A new study found that millions of patients in poor countries do not have adequate access to the medications that would relieve their pain. (iStock) (txking/Getty Images/iStockphoto)

While the United States is trying to reduce the number of powerful painkillers prescribed because of the opioid epidemic, palliative-care patients in poor countries have little to no access to these drugs for pain — and millions die because of it.

According to a study from researchers at the University of Miami and Harvard University published in the Lancet, more than 19 million people in developing regions of the world died with pain in 2015. The study found that those patients did not have adequate access to the medications that would have relieved that pain.

The authors wrote that access to pain-relieving drugs for people receiving care for severe illnesses is difficult, if not impossible, in many low-income countries. The disparity, the study’s authors wrote, is a “medical, public health and moral failing and a travesty of justice” that leads to unnecessary suffering and death among adults and children throughout the world.

“Almost without exception, poor people in all parts of the world live and die with little or no access to pain relief or any other type of palliative care,” they wrote.

The authors wrote that 2.5 million children each year die from what they term serious health-related suffering, accounting for about a third of all deaths from pain in low-income countries each year.

“There’s no voice for people who aren’t going to make it and need this kind of care,” said Felicia Marie Knaul, a lead author and director of the University of Miami Institute for Advanced Study of the Americas.

“There are two things that are certain for everyone in this world: We’re all born and we’re all going to die,” she said. “We assume we can have a secure, pain-managed end of life, and if we need treatment we will have the security of pain management.”

Worldwide, more than 61 million people experience severe pain. In certain poor countries — including Kenya, Ethiopia and Sudan — all of the need for pain relief for patients with severe conditions goes unmet because of a lack of morphine. Other countries also are not meeting the needs of palliative-care patients: In Mexico, almost two-thirds of the needs of patients go unmet. In the United States and Canada, the annual distribution of morphine for palliative-care patients exceeds each patient’s need by more than 3,000 percent — more than four times the amount of morphine available to palliative-care patients in Western Europe.

“The enormous gap between need and availability of opioid analgesics is growing and is increasingly skewed against people living in poverty,” the study’s authors wrote.

A major reason the authors cite: In many parts of the world, access to these medications is limited. That is in part because of what they call “opiophobia,” or the fear of prescribing opioids outside of a hospital setting because of concerns they will be illegally passed on to others. Efforts to prevent the abuse of these drugs have “overshadowed and crippled” painkiller access for patients who need them, the authors wrote, leaving millions suffering from serious pain.

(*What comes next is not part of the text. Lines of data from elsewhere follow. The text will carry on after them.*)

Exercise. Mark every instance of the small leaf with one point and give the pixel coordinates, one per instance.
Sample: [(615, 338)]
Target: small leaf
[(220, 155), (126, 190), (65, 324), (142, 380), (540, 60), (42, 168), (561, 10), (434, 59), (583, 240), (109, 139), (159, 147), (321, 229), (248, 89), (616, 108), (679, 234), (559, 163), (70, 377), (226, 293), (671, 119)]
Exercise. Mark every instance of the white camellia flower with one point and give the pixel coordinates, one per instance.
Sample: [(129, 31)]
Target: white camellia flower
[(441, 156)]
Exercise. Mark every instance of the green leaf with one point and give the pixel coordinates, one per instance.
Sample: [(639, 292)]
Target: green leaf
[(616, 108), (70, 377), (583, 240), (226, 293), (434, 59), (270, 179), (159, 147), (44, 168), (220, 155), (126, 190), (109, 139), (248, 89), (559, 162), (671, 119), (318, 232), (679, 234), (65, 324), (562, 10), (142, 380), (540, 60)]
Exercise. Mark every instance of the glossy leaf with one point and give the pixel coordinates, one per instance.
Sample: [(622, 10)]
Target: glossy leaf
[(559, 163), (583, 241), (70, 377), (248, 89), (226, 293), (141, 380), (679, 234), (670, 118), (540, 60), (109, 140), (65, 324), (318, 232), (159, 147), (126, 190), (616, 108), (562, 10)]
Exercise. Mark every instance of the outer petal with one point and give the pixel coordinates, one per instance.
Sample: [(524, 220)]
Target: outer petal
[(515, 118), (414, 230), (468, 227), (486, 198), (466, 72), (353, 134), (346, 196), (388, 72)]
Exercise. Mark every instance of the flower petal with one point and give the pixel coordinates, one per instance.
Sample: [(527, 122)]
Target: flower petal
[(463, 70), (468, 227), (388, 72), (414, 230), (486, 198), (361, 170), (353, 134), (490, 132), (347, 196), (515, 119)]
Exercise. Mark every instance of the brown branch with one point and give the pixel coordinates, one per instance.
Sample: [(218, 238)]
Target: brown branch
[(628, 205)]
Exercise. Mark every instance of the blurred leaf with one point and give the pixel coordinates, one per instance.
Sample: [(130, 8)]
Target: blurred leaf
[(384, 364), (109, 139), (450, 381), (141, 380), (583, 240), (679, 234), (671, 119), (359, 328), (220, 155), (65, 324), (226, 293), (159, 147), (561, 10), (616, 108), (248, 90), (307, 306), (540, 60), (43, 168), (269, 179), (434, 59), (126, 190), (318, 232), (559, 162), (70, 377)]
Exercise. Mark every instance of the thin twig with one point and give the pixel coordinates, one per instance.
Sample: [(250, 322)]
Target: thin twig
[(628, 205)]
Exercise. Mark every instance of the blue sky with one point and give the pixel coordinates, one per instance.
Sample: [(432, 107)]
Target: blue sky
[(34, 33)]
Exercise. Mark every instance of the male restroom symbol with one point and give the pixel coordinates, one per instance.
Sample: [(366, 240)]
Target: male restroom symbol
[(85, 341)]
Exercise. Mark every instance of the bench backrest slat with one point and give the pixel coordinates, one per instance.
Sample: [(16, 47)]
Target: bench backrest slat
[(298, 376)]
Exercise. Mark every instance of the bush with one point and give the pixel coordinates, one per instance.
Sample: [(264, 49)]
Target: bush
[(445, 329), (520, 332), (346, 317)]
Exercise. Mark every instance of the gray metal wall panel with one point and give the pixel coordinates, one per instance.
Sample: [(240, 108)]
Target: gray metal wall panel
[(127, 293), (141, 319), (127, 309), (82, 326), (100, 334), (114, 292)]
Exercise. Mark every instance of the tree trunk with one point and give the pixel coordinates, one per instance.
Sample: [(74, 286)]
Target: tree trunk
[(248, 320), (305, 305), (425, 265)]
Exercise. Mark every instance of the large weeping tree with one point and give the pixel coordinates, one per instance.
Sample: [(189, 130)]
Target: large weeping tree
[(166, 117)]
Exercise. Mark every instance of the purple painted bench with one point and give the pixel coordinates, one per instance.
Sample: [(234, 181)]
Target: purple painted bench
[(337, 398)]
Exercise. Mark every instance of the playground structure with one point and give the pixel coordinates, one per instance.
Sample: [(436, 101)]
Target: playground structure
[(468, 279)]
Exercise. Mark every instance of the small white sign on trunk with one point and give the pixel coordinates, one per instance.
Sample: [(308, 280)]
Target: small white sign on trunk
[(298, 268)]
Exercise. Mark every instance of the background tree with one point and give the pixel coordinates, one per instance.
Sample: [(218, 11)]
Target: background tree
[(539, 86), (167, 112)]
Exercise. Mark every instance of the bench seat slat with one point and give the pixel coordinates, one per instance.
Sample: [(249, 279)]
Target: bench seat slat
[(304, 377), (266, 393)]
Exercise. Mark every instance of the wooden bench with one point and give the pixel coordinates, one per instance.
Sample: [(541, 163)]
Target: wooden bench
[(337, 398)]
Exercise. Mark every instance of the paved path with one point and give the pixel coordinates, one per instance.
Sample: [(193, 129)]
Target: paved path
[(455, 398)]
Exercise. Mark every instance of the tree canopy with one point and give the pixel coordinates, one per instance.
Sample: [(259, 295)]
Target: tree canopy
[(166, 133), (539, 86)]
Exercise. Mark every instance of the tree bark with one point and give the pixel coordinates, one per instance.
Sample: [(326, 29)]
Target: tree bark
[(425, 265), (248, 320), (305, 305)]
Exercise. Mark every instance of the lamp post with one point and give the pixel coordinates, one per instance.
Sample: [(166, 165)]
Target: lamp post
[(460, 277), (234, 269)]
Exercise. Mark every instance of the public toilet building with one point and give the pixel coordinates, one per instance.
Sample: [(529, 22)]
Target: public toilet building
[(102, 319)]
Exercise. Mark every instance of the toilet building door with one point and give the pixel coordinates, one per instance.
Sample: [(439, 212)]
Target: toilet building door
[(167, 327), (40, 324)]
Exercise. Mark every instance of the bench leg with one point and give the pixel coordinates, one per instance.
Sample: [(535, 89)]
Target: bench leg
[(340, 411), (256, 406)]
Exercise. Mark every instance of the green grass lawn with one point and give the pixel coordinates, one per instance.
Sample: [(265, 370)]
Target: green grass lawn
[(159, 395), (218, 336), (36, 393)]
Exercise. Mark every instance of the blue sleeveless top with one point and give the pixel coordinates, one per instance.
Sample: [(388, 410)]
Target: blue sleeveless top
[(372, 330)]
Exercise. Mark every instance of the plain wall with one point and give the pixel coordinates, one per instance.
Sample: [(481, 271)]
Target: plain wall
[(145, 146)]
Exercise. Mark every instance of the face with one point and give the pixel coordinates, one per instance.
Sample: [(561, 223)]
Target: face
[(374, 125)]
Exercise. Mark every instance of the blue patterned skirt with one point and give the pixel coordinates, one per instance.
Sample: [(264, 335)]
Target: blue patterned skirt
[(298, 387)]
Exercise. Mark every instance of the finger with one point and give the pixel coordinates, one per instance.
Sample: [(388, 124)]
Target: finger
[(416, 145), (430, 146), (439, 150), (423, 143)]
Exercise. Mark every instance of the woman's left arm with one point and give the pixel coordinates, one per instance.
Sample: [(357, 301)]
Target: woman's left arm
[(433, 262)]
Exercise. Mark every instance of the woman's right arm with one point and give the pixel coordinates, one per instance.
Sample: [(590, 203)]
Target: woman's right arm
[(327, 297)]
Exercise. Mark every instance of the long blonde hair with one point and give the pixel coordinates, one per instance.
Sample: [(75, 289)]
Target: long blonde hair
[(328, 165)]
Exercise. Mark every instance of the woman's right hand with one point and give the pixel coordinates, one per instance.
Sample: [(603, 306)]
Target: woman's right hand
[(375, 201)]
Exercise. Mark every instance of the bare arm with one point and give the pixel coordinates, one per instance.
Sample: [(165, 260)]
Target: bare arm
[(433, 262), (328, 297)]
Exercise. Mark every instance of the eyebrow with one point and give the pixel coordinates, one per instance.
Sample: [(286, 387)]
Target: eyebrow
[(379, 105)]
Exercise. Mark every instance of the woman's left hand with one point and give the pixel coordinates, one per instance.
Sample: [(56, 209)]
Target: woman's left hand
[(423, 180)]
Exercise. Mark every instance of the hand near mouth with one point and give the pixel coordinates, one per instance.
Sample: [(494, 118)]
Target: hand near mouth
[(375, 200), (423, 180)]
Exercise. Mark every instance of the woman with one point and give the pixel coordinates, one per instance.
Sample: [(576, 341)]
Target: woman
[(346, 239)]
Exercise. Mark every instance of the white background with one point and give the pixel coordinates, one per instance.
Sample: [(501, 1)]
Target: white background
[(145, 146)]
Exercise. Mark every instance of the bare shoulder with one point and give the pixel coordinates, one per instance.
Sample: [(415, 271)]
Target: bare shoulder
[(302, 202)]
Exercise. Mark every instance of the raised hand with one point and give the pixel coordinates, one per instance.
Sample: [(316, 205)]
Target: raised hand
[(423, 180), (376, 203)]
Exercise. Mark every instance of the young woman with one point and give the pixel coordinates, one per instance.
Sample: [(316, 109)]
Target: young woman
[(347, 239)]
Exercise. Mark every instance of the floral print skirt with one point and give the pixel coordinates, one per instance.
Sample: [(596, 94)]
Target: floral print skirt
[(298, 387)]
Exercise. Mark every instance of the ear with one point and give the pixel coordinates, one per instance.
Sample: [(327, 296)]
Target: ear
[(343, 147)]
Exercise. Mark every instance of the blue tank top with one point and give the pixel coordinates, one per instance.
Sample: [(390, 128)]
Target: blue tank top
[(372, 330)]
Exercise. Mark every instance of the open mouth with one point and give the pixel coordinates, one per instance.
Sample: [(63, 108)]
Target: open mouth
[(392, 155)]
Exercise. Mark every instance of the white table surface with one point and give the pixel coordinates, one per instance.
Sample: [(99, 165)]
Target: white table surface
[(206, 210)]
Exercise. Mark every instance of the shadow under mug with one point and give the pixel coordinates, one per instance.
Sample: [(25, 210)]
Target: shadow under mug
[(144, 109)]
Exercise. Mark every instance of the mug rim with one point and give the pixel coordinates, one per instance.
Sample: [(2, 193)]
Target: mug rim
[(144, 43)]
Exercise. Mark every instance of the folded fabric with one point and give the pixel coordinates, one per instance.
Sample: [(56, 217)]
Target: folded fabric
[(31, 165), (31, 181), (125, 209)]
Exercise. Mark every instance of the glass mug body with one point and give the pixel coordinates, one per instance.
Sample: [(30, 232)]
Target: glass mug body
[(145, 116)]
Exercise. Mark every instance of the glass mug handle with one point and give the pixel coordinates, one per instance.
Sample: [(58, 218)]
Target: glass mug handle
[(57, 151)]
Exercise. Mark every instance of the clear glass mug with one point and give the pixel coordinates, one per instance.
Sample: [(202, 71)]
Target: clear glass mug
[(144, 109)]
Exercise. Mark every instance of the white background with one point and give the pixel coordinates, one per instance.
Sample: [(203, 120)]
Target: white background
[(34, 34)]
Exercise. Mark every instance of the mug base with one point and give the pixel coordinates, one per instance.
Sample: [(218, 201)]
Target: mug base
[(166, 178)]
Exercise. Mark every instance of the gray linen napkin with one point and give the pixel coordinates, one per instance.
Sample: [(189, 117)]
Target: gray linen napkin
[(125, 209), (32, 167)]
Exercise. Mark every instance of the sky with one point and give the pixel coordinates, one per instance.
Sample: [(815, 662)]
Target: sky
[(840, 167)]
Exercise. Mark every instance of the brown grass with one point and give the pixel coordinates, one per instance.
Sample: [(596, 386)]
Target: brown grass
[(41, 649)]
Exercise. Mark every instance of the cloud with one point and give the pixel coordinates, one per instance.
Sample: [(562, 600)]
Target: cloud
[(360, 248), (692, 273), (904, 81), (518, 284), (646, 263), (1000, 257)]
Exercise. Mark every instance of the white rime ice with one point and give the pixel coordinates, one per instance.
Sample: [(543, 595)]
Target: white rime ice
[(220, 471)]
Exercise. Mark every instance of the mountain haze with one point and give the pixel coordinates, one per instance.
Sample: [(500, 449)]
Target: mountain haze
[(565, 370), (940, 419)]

The solution, Knaul and the other authors argue, is to provide patients with immediate-release morphine in tablet form. Knaul said this medication, rather than a name-brand one, is “not a moneymaker” and is not marketed, so there is little incentive to overprescribe. By prescribing morphine in pills, patients can take the medication at home, cutting down on long and costly hospital stays, she said.

“There’s no necessary association between good access for medical need and overdosing,” Knaul said. “The only thing you get when not providing pain relief when pain relief is required is pain.”

Morphine is part of what the study’s authors call the “essential package” of pain relief that each country should implement by 2030, including training for doctors and nurses. It includes medicines such as ibuprofen to treat pain, antipsychotic medications and drugs to treat fungal infections. It also calls for catheters, lockboxes for opioid medications, adult diapers and human resources, including physical therapists and pharmacists. The authors said it will cost $145 million to close this gap worldwide. That amounts to $2.40 per capita in poor countries and $0.75 in more prosperous countries.

It should be up to each country to design and implement a system to dispense and monitor the medication, track data and measure effectiveness.

The situation is particularly acute among children and end-of-life patients in need of these medications, the study’s authors argue. And the situation is expected to get worse as the world ages. Between 2015 and 2050, the authors wrote, the number of people over 60 is expected to double, and the population of people over 80 is expected to triple, with the fastest growth occurring in Latin America, the Caribbean, Asia and Africa.

“Yet the interest, investment and indicators needed to guarantee universal access to safe, secure and dignified care until death and to ensure palliation of pain and suffering throughout life, are grossly inadequate,” they wrote.